Blockchain Analytics and Data Pipelines - Progress Report #2

Report Name

Blockchain Analytics and Data Pipelines - Report 2

Reporting Period

July 23 - August 20 (29 days)

Report Description

The first beta release of ICON-ETL is out, with the basic blockchain data exporters providing blocks, transactions, and transaction-related information. Integration with Airflow has begun with the exporter correctly batching export jobs. It should be noted, however, that a recent change to the ICON RPC Server (as part of the 1.5.0 release) has broken our ability to send batch requests to any ICON node and is impeding our ability to progress further on the non-infrastructure related aspects of this project. An issue has been filed on GitHub and we are awaiting a fix. Work on deployments for the analysis platforms has progressed with Airflow and supporting databases being almost ready for normal use.
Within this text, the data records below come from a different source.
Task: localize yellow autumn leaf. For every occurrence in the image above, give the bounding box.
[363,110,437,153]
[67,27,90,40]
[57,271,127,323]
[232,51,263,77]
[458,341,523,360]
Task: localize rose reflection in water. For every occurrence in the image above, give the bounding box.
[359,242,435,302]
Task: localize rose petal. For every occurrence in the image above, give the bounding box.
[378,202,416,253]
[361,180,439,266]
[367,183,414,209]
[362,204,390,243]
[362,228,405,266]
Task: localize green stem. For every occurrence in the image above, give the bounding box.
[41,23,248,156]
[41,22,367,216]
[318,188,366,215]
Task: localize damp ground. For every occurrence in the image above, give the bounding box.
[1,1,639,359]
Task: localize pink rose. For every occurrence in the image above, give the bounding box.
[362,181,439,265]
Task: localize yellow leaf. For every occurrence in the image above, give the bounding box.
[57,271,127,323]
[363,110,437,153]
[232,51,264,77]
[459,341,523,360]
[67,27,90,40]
Project Completion Percentage

60%

Remaining Time to Completion

3.5 weeks, after ICON RPC server bug is fixed

Expected Results for the Next Period

Providing the ICON RPC Server bug is fixed in short order, the analysis platform will be ready to run the analyses requested by the Foundation and the Community. Repositories for the infrastructure deployments required to run the analysis platform will be complete, and the required code to deploy the ETL DAGs will be ready.
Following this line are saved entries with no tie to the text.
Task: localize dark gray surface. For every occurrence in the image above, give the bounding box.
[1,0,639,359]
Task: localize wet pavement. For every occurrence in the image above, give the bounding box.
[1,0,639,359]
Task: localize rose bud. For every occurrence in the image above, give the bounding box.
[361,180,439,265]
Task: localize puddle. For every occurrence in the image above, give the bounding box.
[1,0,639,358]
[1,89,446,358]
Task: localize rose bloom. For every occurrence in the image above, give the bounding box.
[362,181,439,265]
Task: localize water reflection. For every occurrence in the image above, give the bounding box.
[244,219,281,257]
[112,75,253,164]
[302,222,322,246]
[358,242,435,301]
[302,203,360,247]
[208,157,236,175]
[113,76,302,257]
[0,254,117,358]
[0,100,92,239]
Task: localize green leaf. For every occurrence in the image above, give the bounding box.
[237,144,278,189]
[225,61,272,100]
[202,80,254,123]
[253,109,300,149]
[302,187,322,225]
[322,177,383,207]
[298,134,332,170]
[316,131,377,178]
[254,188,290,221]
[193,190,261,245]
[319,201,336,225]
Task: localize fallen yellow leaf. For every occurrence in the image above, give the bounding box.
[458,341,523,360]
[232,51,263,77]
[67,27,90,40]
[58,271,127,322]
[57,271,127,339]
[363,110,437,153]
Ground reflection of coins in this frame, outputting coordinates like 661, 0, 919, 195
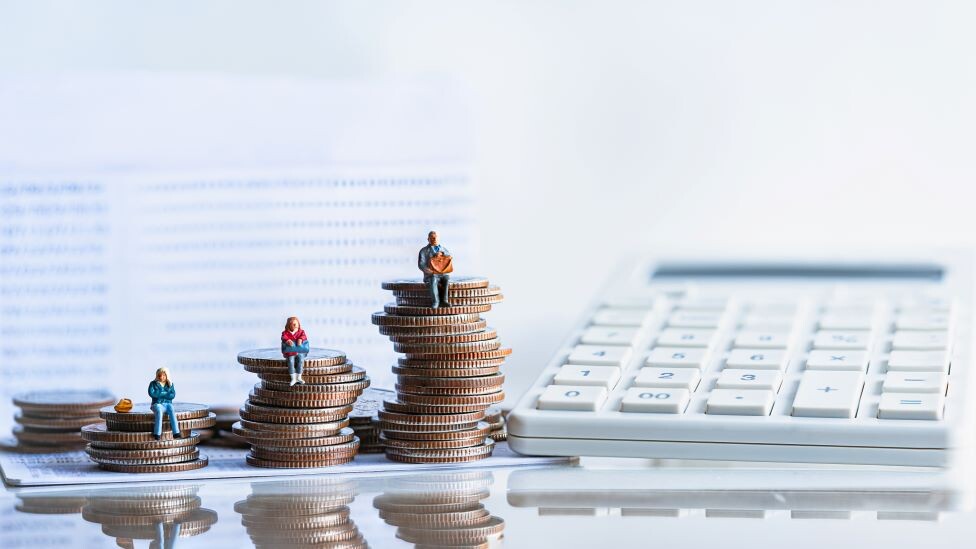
381, 276, 490, 291
396, 294, 505, 306
95, 456, 209, 473
403, 348, 512, 361
238, 348, 347, 368
381, 506, 492, 527
387, 328, 498, 344
105, 412, 216, 432
371, 312, 481, 326
393, 338, 502, 354
13, 389, 115, 411
396, 515, 504, 543
378, 320, 487, 336
397, 357, 505, 369
384, 303, 493, 316
81, 423, 200, 446
99, 402, 209, 422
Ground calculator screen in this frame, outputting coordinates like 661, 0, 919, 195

Materials Proving Progress on the Project

Review of each KPI (Key Performance Indicator) or specific goal/milestone

Phase 1: Metrics High Grading (80%)

Milestones:

  • Canvass community and foundation for a high grading of metrics to be collected (completed)

Deliverables:

  • Consolidated list of metrics and associated tables needed to feed analytics (forthcoming)
  • DDL for initial SQL schema design and SQLAlchemy object model (forthcoming)

Current progress update:

  • Community members from Transcranial Solutions have been familiarized with the basics of the ICON-ETL package and will be working with us to determine which data elements are necessary for their analyses, and will be

Phase 2: Infrastructure Deployment (60%)

Milestones:

  • Get infrastructure up in a pattern that can support multiple environments (in progress)
  • Build high throughput architecture for delivering analytics (in progress)
  • Selection of long term storage options and short term query optimized solutions (in progress)

Deliverables:

  • Terraform and Ansible to stand up Airflow, workers, OLTP DB, OLAP DB, and business intelligence dashboarding tools with automation

Current progress update:

  • IaC repos for Airflow and databases is underway and should be completed shortly.
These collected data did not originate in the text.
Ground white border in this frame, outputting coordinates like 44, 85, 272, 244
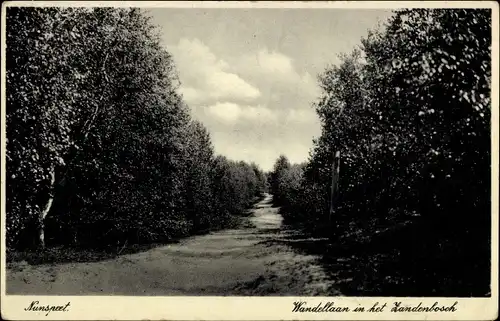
1, 1, 498, 320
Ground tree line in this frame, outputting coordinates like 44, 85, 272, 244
5, 7, 267, 251
269, 9, 491, 295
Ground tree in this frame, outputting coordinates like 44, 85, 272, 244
269, 155, 291, 205
6, 7, 93, 248
279, 8, 491, 295
183, 120, 216, 233
6, 7, 271, 252
6, 7, 192, 248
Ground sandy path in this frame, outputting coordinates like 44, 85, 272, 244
7, 194, 337, 295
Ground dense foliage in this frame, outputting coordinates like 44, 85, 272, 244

Phase 3: Data Pipelines (50%)

Milestones:

  • Chain parsers and data pipelines feeding intermediary tables and data warehouse (in progress)
  • Database tuning and index optimization for high fidelity exploratory queries (forthcoming)

Deliverables:

  • A collection of Airflow DAGs to construct data pipelines (in progress)
  • Scheduled jobs to build reports and analysis tables (forthcoming)

Current progress update:

  • Creation of DAGs has begun using the ICON-ETL package, however this development is blocked by the bug in the ICON RPC Server.

Phase 4: Data Visualization (20%)

Milestones:

  • Build dashboards to support high-graded metrics from initial community canvassing (forthcoming)

Deliverables:

  • Deployment of Superset business analytics tooling with support for integration with Tableau (in progress)
  • Visualizations that can be wrapped in iframes and embedded into various block explorers and other tools the community uses to visualize metrics (forthcoming)

Current progress update:

  • Currently visualization has not been started, however development on the infrastructure is underway.

Review Result Comments

Review Result

Approve

Review Comments

Thank you for your work.